Last year I began collaborating with artist Robert Hardaker, whose practice focuses on the concept of maleness. Our practices both explore our bodies’ interactions with raw materials and the potential of otherness and transcendence. At the time of our meeting we were both working with wool. We began talking about our rejection of prescribed gender and our relation to our anatomy. In search of a post-gender image we explore the potentials of the female arsehole and the male womb: birth and death, emotional and imaginary transcendence. Through performing durationally alongside a male body I have felt my perception of my own gender to be magnified. When in search of the post-gendered body we find ourselves snapped back by the elastic nature of gender. As we work to stretch away from our body’s tie to its visual form we are hurled back, our genders re-inscribed upon us more heavily. We are in the midst of this battle and we are committed to feeling this out within the moments of the actions. We are not pushing in the direction guided by academic theory, we feel, we move, and are moved.
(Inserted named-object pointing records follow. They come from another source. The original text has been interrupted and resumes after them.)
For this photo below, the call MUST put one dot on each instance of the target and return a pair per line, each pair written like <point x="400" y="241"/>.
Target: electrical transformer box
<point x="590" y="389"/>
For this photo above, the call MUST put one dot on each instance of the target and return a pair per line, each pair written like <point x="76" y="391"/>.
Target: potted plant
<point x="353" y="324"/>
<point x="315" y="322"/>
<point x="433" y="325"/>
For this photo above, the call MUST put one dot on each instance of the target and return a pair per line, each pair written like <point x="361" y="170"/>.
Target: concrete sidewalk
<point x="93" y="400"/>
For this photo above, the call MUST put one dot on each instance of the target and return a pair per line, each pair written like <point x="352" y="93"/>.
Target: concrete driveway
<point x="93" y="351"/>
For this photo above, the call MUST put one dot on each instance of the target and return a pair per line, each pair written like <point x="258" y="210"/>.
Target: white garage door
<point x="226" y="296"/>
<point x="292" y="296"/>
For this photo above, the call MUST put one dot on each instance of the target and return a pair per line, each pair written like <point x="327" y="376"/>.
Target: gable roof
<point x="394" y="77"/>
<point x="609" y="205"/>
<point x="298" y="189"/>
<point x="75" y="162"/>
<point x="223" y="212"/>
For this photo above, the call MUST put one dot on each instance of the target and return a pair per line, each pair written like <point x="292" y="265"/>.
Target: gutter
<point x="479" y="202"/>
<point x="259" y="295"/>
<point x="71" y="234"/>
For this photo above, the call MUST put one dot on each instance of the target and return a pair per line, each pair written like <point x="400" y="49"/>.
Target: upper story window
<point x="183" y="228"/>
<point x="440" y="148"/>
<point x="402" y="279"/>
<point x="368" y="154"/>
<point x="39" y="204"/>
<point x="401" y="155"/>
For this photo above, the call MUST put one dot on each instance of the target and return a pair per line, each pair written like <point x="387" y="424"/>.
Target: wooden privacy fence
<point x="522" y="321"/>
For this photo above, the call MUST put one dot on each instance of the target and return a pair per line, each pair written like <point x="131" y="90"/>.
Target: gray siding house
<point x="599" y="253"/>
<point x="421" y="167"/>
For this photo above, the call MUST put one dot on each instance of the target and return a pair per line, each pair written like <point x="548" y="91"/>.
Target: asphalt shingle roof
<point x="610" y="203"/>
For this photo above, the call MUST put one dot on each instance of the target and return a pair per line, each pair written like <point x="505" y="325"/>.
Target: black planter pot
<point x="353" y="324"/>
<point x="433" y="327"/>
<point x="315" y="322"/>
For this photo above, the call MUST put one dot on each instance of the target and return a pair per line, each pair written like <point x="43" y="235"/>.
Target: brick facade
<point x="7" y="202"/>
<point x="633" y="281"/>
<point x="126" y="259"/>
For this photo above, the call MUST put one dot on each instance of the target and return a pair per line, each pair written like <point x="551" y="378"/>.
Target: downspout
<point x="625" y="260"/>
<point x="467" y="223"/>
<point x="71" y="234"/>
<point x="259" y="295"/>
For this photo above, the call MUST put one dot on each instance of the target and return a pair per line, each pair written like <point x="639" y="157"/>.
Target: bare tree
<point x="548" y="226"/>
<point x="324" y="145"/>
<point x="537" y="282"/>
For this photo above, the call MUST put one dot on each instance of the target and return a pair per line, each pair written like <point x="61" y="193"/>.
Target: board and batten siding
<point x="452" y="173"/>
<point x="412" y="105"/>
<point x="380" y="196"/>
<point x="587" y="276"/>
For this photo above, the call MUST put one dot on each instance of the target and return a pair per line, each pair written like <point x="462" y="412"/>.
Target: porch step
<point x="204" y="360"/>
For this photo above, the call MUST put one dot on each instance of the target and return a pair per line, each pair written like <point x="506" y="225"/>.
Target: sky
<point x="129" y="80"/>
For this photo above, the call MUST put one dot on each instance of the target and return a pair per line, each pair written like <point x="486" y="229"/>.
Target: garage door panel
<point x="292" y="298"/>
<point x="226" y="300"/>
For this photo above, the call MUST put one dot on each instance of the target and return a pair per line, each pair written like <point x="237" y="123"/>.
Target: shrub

Two bodies become differing mirror images: exploring the nature of being gendered, and being human through balance punctuated with moments of violence.
As of now my work has found a culmination of each of the areas that have spanned my practice: space, colonisation, visibility, landscape, humans’ trace on nature, gender, occupation. How do I occupy space as a (female) body? This word occupy contains a double bind. From a feminist perspective, to occupy is to claim space that has previously been disallowed to women. In terms of humans as a species, to occupy is to colonise areas of land and to displace others from that land. In both senses, occupation has a history of violence as well as victory for those previously displaced. My work is an exploration of these threads, the space between and beyond this violence and victory. During my recent performances I have been claiming space while responding to the constant shift within sharing it. My next performance will use the female arsehole as a site from which to expand from: while I am in a shoulder stand, nine lengths of yarn will extend from my arsehole. At the end of each piece will be a small mirror. The mirrors will act as an invitation for the viewers to both be part of the piece and acknowledge the gaze while disrupting it and reflecting upon themselves. The yarns will span across the length and width of the performance area while allowing space for others to move around and in between them. I am thus constructing the area, while allowing for others to react, reflect and exist. What will happen in the moment of action cannot be predicted. I am simply laying down active boundaries around occupation.